Concernant, en troisième lieu, le principe du silence de l’administration valant acceptation, le code énonce, dans son article L. 231-1, que « le silence gardé pendant deux mois par l’administration sur une demande vaut décision d’acceptation ». Cette règle applicable aux administrations d’État et leurs établissements publics depuis le 12 novembre 2014, s’applique également aux collectivités territoriales, leurs établissements publics et aux autres organismes chargés de la gestion d’un service public administratif depuis le 12 novembre 2015.
 
Plusieurs décrets ont cependant été adoptés pour poser des exceptions à ce principe. Ainsi, le décret n° 2015-1459 du 10 novembre 2015 précise que « le silence gardé par une collectivité territoriale ou un de ses établissements publics pendant deux mois vaut décision de rejet » s’agissant de certaines procédures intéressant les opérations funéraires et plus particulièrement :
le dépôt temporaire de corps ;
l’inhumation dans un cimetière ;
la crémation ;
la crémation des restes des corps exhumés à la demande du plus proche parent ;
le placement dans une sépulture, scellement d’un monument funéraire, dépôt d’une urne dans une case de columbarium, dispersion des cendres ;
l’exhumation à la demande du plus proche parent ;
le retrait d’une urne d’un site cinéraire concédé.
 
Ces opérations funéraires font, pour la plupart, l’objet d’autorisations de la part du maire de la commune concernée ou exigent sa présence dans le cadre de sa mission de surveillance des opérations funéraires. C’est pourquoi l’absence de réponse de l’administration ne peut pas être assimilée à une acceptation dans ces cas-là afin d’éviter qu’une nouvelle source de contentieux ne soit créée.
 
Enfin, les articles L. 114-8 et suivants du CRPA redessinent les contours des échanges de données entre administrations.

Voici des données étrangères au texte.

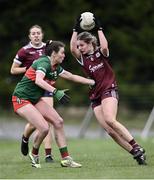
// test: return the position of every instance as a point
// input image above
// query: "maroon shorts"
(105, 94)
(18, 103)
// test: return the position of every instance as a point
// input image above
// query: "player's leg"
(29, 129)
(109, 109)
(30, 113)
(53, 117)
(48, 139)
(99, 116)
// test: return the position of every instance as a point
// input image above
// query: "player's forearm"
(18, 70)
(44, 85)
(103, 40)
(82, 80)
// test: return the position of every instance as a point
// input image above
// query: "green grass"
(101, 159)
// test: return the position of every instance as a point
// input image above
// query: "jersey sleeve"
(42, 67)
(60, 70)
(20, 56)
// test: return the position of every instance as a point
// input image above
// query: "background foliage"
(128, 26)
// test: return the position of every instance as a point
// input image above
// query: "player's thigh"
(48, 112)
(109, 107)
(34, 117)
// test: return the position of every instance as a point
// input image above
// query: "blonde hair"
(88, 38)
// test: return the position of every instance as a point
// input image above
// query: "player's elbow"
(12, 71)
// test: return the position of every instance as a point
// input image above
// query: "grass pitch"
(101, 159)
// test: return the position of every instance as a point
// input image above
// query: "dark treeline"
(128, 26)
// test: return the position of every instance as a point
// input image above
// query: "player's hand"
(76, 27)
(61, 96)
(98, 24)
(93, 85)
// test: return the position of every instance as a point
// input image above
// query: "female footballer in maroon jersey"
(22, 61)
(94, 61)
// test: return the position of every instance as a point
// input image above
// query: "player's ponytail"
(53, 46)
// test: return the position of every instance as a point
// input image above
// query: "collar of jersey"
(36, 47)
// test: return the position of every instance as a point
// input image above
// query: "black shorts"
(48, 94)
(105, 94)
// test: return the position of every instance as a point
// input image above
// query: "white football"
(87, 21)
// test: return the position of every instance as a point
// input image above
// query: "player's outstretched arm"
(76, 78)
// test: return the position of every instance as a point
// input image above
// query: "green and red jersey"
(27, 89)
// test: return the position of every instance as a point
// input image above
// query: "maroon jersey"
(96, 67)
(27, 54)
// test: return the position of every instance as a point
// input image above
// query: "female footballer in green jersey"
(22, 61)
(28, 102)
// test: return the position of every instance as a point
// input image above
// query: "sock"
(25, 139)
(48, 151)
(35, 151)
(133, 143)
(64, 152)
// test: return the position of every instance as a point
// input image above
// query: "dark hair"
(35, 26)
(53, 46)
(88, 38)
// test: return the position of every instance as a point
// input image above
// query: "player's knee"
(110, 121)
(44, 131)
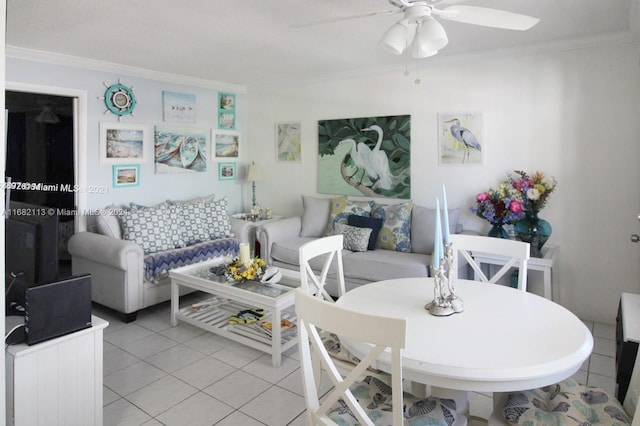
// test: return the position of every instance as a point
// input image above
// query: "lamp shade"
(398, 37)
(430, 37)
(254, 173)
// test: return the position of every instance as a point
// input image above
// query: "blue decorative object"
(498, 231)
(534, 231)
(120, 99)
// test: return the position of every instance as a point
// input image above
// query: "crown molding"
(94, 65)
(457, 59)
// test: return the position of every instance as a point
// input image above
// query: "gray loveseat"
(401, 249)
(132, 249)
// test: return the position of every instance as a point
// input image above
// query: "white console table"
(57, 382)
(544, 264)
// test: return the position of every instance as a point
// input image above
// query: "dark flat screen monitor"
(31, 252)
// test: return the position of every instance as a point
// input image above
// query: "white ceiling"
(250, 42)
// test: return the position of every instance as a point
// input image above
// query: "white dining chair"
(322, 253)
(351, 401)
(515, 252)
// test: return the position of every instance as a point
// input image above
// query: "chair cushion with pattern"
(563, 403)
(375, 397)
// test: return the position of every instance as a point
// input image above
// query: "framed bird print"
(461, 139)
(365, 156)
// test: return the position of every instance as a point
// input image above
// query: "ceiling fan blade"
(487, 17)
(344, 18)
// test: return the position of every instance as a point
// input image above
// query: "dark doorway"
(40, 150)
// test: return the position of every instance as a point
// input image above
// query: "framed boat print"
(226, 171)
(126, 175)
(123, 143)
(180, 149)
(226, 144)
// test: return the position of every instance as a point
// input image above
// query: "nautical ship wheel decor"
(119, 99)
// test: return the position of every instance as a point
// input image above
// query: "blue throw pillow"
(367, 222)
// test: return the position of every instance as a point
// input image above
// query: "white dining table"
(504, 340)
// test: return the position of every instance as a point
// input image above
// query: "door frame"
(79, 140)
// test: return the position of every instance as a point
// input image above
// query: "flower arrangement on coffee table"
(250, 271)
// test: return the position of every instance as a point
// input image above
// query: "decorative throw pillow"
(315, 216)
(341, 208)
(108, 221)
(216, 219)
(375, 224)
(423, 224)
(192, 225)
(151, 228)
(355, 239)
(395, 233)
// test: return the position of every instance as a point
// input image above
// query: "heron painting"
(365, 156)
(460, 138)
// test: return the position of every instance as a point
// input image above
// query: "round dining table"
(504, 340)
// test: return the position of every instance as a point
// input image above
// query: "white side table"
(544, 264)
(58, 381)
(253, 224)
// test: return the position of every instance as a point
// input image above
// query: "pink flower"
(515, 206)
(483, 196)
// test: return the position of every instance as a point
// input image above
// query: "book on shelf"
(263, 328)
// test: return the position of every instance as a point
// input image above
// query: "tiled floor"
(155, 374)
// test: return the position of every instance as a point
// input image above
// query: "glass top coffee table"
(231, 298)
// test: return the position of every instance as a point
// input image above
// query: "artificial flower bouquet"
(250, 271)
(498, 206)
(532, 191)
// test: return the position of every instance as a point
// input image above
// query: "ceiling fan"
(419, 27)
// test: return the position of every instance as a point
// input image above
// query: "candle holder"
(445, 302)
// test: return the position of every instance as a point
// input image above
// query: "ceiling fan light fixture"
(430, 37)
(398, 37)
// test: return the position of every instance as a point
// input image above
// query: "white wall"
(574, 115)
(153, 187)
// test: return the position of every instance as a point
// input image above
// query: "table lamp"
(254, 174)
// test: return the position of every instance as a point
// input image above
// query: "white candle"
(437, 239)
(244, 253)
(445, 216)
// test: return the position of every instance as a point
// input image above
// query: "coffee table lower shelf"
(215, 319)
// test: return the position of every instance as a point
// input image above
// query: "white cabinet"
(57, 382)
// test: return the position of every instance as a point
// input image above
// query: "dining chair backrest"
(516, 254)
(314, 315)
(326, 250)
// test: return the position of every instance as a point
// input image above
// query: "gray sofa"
(131, 250)
(402, 248)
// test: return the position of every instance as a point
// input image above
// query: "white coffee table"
(230, 298)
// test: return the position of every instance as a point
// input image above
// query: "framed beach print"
(226, 111)
(288, 142)
(180, 149)
(123, 143)
(126, 175)
(225, 144)
(226, 171)
(178, 107)
(461, 139)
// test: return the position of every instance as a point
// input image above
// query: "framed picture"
(288, 142)
(123, 143)
(225, 144)
(365, 156)
(226, 171)
(180, 149)
(226, 111)
(178, 107)
(461, 139)
(126, 175)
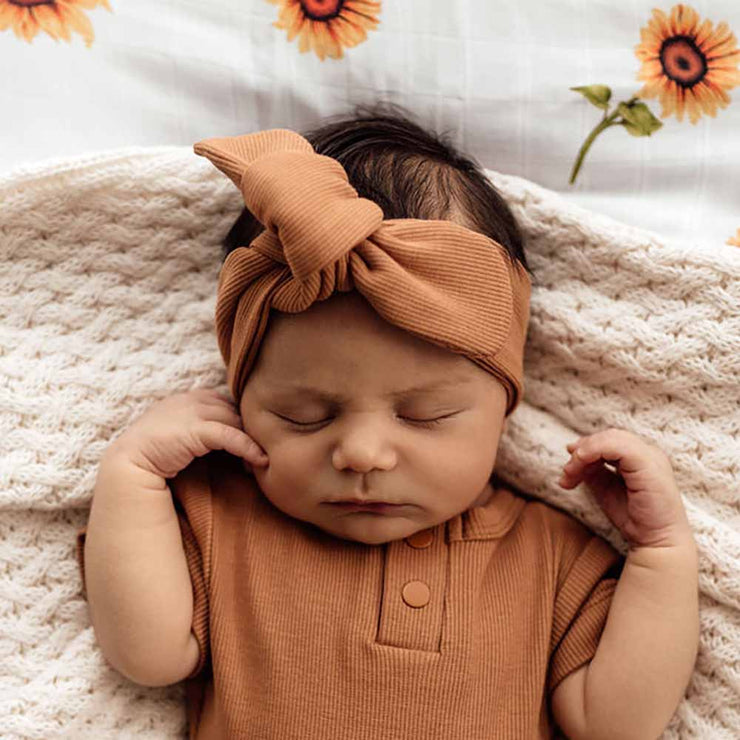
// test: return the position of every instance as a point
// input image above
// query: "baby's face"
(373, 440)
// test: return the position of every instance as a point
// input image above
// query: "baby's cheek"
(289, 466)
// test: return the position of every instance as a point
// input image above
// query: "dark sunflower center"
(683, 61)
(322, 10)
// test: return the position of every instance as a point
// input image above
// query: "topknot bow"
(437, 280)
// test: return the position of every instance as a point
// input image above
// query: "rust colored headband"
(436, 279)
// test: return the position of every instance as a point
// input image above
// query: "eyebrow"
(448, 383)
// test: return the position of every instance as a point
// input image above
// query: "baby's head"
(349, 406)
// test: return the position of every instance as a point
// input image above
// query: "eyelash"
(424, 423)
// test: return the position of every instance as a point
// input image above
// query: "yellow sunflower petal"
(684, 20)
(76, 20)
(50, 22)
(7, 15)
(26, 26)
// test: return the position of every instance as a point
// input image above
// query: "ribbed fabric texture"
(304, 635)
(435, 279)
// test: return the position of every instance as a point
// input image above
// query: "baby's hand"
(171, 432)
(638, 494)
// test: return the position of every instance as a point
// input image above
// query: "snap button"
(424, 538)
(416, 594)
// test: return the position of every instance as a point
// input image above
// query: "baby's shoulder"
(547, 519)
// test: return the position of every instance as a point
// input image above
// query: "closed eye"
(425, 423)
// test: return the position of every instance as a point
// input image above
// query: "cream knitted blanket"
(107, 291)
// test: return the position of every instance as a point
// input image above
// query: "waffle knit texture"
(435, 279)
(304, 635)
(107, 297)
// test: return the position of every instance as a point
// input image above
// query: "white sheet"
(496, 74)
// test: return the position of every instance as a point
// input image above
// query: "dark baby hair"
(409, 172)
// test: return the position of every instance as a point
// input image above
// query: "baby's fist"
(632, 480)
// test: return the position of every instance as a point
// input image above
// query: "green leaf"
(598, 95)
(638, 119)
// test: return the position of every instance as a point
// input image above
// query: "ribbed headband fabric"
(435, 279)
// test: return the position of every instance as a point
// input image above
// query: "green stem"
(604, 124)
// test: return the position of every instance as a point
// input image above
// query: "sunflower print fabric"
(687, 64)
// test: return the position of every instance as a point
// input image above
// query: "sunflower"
(327, 25)
(687, 65)
(56, 17)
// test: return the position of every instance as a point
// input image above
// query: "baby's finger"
(219, 436)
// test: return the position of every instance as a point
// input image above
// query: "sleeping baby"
(327, 553)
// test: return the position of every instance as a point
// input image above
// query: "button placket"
(414, 589)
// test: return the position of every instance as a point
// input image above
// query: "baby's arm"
(646, 654)
(648, 648)
(138, 587)
(136, 573)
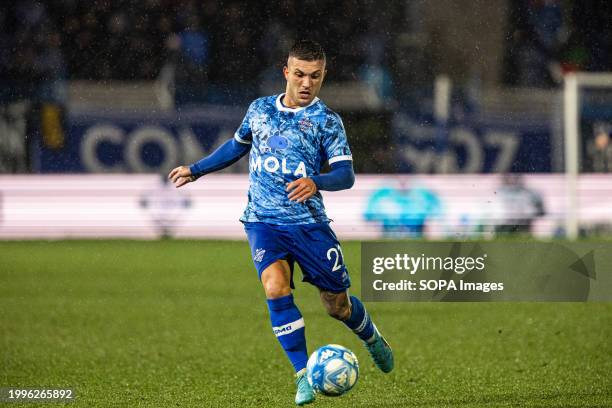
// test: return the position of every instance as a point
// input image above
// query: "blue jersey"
(288, 144)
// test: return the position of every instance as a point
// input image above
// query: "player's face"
(304, 80)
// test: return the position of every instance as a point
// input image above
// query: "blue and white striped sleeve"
(244, 134)
(335, 143)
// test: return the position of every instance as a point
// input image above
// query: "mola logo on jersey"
(272, 165)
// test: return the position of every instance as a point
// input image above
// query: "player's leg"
(319, 254)
(288, 324)
(269, 252)
(287, 321)
(352, 312)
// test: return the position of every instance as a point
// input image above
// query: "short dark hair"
(307, 50)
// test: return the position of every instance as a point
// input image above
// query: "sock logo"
(259, 253)
(288, 328)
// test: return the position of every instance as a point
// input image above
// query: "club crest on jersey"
(274, 144)
(305, 125)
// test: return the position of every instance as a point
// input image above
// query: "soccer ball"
(332, 370)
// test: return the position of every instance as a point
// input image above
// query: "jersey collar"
(283, 108)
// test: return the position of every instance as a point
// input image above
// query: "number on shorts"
(338, 252)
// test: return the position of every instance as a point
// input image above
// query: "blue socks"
(288, 326)
(360, 322)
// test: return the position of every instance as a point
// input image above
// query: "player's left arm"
(341, 176)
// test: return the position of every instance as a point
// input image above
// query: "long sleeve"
(227, 154)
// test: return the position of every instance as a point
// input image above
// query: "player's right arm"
(227, 154)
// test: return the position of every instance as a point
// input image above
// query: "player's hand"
(180, 176)
(301, 190)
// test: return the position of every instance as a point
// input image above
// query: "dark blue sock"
(360, 322)
(288, 326)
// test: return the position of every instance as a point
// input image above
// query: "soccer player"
(289, 137)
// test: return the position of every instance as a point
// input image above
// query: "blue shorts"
(314, 247)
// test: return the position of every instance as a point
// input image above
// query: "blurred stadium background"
(466, 118)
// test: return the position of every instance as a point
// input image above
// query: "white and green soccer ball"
(332, 370)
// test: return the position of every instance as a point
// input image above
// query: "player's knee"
(339, 312)
(275, 289)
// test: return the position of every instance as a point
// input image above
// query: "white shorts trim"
(340, 158)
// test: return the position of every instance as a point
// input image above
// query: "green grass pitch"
(184, 323)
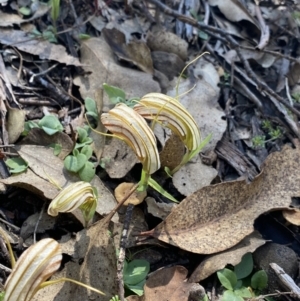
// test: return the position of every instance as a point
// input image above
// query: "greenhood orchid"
(169, 112)
(129, 126)
(80, 195)
(29, 274)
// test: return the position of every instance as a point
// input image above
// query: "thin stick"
(123, 243)
(112, 213)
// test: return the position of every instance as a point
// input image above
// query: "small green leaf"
(137, 288)
(205, 298)
(50, 124)
(245, 267)
(82, 134)
(115, 94)
(227, 278)
(75, 163)
(55, 9)
(56, 148)
(136, 271)
(87, 151)
(88, 171)
(25, 11)
(231, 296)
(16, 165)
(259, 280)
(28, 125)
(49, 35)
(243, 292)
(83, 36)
(91, 106)
(203, 35)
(2, 295)
(159, 189)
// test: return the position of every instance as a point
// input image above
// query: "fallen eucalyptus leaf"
(232, 256)
(94, 263)
(218, 217)
(97, 58)
(45, 166)
(43, 48)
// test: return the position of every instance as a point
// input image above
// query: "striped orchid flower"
(80, 195)
(169, 112)
(38, 263)
(127, 125)
(33, 268)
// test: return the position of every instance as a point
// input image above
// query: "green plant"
(259, 141)
(83, 138)
(296, 96)
(115, 298)
(78, 163)
(80, 195)
(82, 152)
(272, 133)
(104, 162)
(241, 283)
(91, 108)
(55, 10)
(50, 124)
(25, 11)
(117, 95)
(16, 165)
(48, 34)
(134, 275)
(28, 125)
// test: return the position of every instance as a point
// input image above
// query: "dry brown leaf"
(193, 176)
(218, 217)
(136, 52)
(45, 166)
(15, 124)
(170, 64)
(231, 256)
(202, 102)
(160, 40)
(97, 57)
(38, 136)
(43, 48)
(233, 10)
(292, 216)
(160, 210)
(94, 263)
(98, 139)
(167, 284)
(119, 158)
(30, 181)
(172, 153)
(7, 20)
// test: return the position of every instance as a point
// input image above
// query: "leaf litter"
(213, 219)
(218, 217)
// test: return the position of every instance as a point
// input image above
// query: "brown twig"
(261, 85)
(121, 258)
(112, 213)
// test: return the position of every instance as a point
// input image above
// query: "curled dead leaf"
(217, 217)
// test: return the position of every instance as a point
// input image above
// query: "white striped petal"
(129, 126)
(34, 267)
(172, 114)
(77, 195)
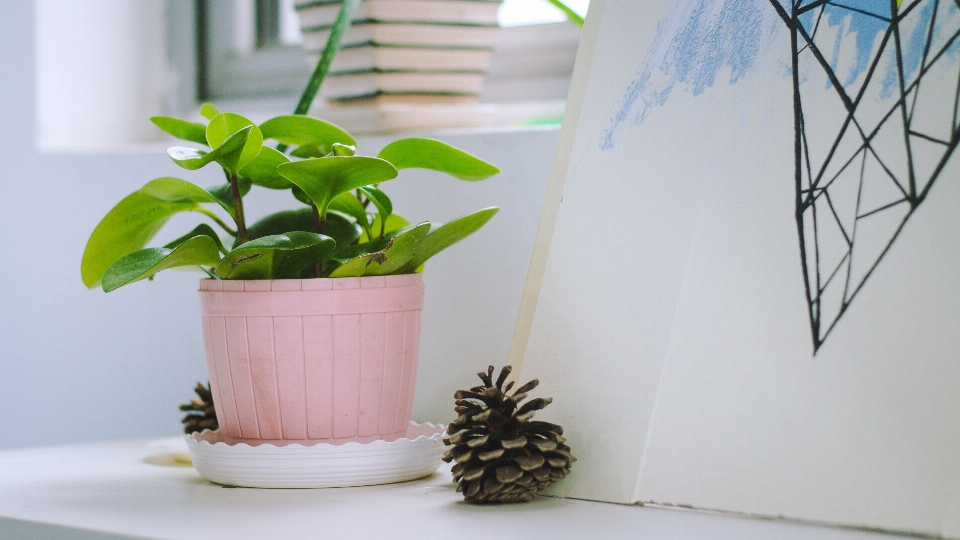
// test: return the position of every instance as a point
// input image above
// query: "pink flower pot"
(312, 360)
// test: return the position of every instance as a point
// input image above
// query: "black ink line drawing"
(861, 159)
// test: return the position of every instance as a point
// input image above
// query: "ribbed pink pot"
(312, 360)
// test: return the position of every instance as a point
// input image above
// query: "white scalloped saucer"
(320, 465)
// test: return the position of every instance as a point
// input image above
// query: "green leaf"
(322, 179)
(209, 110)
(339, 227)
(143, 264)
(262, 171)
(345, 253)
(388, 260)
(312, 150)
(127, 227)
(379, 199)
(349, 205)
(182, 129)
(226, 154)
(299, 195)
(279, 256)
(224, 194)
(222, 127)
(302, 130)
(344, 149)
(438, 156)
(446, 235)
(394, 223)
(200, 230)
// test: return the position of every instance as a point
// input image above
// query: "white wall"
(80, 365)
(99, 72)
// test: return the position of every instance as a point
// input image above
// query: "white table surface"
(124, 489)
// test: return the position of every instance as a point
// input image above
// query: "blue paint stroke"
(694, 43)
(698, 39)
(913, 47)
(867, 20)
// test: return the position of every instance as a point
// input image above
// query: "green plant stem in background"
(238, 208)
(572, 15)
(320, 227)
(347, 8)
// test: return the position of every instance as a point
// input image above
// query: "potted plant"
(311, 316)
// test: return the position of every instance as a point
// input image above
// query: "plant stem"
(320, 226)
(238, 209)
(217, 220)
(572, 15)
(344, 18)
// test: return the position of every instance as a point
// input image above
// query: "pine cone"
(201, 413)
(501, 455)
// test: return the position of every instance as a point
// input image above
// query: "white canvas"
(672, 323)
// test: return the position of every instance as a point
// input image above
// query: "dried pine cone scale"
(201, 413)
(501, 455)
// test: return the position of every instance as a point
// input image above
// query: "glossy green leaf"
(388, 260)
(143, 264)
(303, 130)
(446, 235)
(127, 227)
(339, 227)
(322, 179)
(262, 171)
(379, 199)
(299, 195)
(279, 256)
(344, 149)
(209, 110)
(224, 194)
(438, 156)
(394, 223)
(200, 230)
(226, 154)
(345, 253)
(222, 127)
(349, 205)
(182, 129)
(312, 150)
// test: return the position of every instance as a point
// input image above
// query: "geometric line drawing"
(858, 187)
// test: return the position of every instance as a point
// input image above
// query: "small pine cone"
(201, 413)
(501, 455)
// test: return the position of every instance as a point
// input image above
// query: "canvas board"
(749, 296)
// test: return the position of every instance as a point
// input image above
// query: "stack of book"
(404, 52)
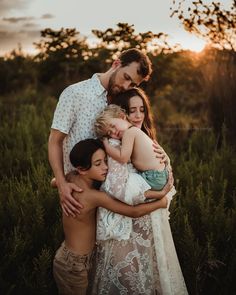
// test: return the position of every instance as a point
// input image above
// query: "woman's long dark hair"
(123, 100)
(82, 152)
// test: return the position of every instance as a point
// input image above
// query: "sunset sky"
(22, 20)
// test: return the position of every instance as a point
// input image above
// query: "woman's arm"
(101, 199)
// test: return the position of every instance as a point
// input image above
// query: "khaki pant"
(71, 271)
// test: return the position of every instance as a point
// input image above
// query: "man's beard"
(113, 89)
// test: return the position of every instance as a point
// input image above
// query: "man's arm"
(103, 200)
(55, 154)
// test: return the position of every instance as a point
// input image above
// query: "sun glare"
(193, 43)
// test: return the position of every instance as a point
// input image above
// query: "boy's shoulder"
(133, 130)
(72, 176)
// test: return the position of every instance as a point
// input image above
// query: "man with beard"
(75, 114)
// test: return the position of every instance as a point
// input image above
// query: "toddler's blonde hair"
(111, 111)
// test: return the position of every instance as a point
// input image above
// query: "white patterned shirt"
(76, 111)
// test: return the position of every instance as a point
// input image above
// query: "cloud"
(9, 5)
(47, 16)
(14, 20)
(10, 40)
(30, 25)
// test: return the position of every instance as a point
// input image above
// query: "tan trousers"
(71, 271)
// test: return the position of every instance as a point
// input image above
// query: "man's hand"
(160, 194)
(69, 204)
(160, 153)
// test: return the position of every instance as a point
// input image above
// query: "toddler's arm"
(123, 154)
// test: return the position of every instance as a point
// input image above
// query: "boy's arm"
(103, 200)
(123, 154)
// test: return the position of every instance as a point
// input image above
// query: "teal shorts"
(156, 179)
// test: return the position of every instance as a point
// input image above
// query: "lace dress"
(134, 256)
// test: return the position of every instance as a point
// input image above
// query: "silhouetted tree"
(61, 57)
(211, 21)
(125, 37)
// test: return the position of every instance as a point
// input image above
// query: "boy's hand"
(69, 204)
(160, 153)
(169, 183)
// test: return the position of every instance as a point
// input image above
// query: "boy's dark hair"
(135, 55)
(81, 154)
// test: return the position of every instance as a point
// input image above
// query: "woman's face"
(136, 111)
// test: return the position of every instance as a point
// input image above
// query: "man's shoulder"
(78, 86)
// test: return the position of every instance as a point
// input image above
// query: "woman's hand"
(69, 205)
(160, 153)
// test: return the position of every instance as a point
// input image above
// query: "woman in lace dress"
(134, 256)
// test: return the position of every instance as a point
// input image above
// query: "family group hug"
(115, 185)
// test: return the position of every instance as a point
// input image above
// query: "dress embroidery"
(134, 256)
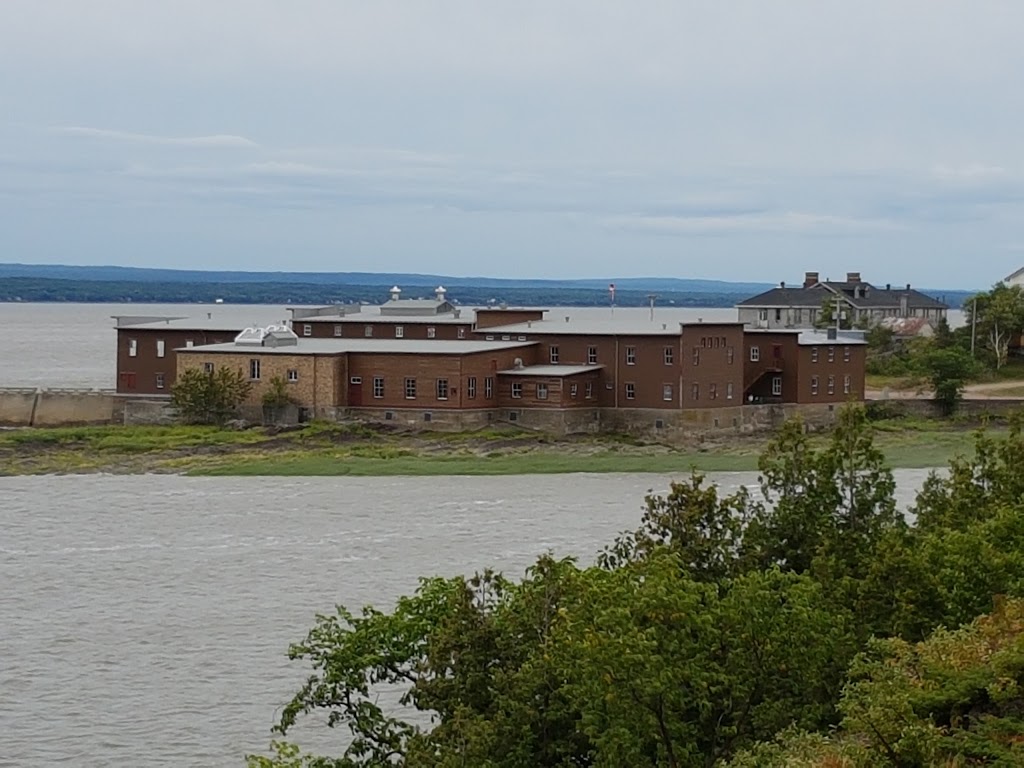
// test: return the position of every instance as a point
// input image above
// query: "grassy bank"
(359, 451)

À ce titre, on peut évoquer la plateforme COMEDEC (pour « communication électronique des données d’état civil »), dont les objectifs premiers sont, grâce à un échange direct de données d’état civil entre les mairies, de « simplifier les démarches administratives des usagers, en leur évitant d’avoir à produire leur acte d’état civil » et de « limiter la fraude documentaire » selon le ministre de la Justice.